Canoe Bay Resort: Chetek, Wis.
Fireplace? Check. Breakfast delivered to your room (so the two of you can eat in the cushy robes)? Check. Wild animal that sends you into your partner's arms? If a dawdling porcupine blocking the hiking trail counts, check.

Canoe Bay Resort is that ideal romantic spot where wilderness meets luxury. The resort has only 23 units on its 280 woodsy acres, so you feel secluded as you gaze out on the lake from a nicely situated bench among the oaks. The well-spaced stone-and-wood cottages and rooms add to the air of privacy. Tables for two dot the hushed dining room, where pork loin comes with an apricot glaze and baby roasted beets brighten greens.

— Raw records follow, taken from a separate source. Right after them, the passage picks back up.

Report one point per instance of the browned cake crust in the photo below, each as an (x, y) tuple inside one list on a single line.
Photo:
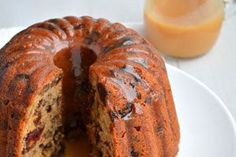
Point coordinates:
[(126, 74)]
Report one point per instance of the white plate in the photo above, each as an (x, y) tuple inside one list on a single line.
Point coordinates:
[(207, 127)]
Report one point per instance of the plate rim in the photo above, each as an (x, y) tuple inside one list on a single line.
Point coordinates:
[(221, 103)]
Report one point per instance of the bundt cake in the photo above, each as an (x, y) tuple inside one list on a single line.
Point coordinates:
[(70, 73)]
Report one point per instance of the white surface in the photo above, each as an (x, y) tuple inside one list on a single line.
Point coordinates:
[(207, 128), (217, 69)]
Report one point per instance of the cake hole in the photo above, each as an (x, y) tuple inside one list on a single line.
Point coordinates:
[(78, 96), (77, 91)]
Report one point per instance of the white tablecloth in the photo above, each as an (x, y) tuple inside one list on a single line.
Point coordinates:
[(216, 69)]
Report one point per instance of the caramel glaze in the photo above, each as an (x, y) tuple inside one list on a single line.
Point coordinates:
[(132, 82)]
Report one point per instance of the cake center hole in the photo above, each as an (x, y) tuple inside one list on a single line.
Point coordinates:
[(78, 96)]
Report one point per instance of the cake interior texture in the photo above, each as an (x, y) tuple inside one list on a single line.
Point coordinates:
[(44, 129)]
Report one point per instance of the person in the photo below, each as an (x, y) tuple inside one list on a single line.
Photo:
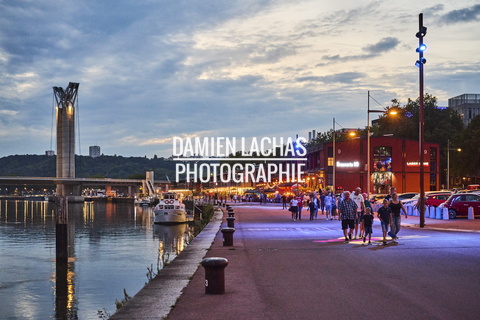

The resort is one of a few Relais & Chateaux properties in the United States and the only one in the Midwest; the designation is given to hotels and restaurants appreciated for their charm, prestige and high culinary standards.

Here's a real charmer: Cell phone reception is spotty -- and what a boon that is to modern-day romance.

KERRI WESTENBERG

St. James Hotel: Red Wing, Minn.
With its antiques, Amish quilts and other stylish appointments, the St. James Hotel oozes Old World charm. But in the warmer months, especially along the equally enticing Main Street out front, something is missing: peace and quiet.

Winter and early spring, however, afford visitors the kind of tranquility that ratchets up the romance-o-meter a few notches. Yes, those strolls along Lake Pepin can be a bit brisk, but a return to a rapturous room or a languid lunch at the soothing downstairs eatery called the Port will warm more than the cockles of one's heart.

To up the throwback-osity factor, consider heading down there via rail. Amtrak's daily route leaves St. Paul at 7:50 a.m., and the return ride departs Red Wing at 8:52 p.m. In the interim, a little time in the lap of luxury never hurt anyone.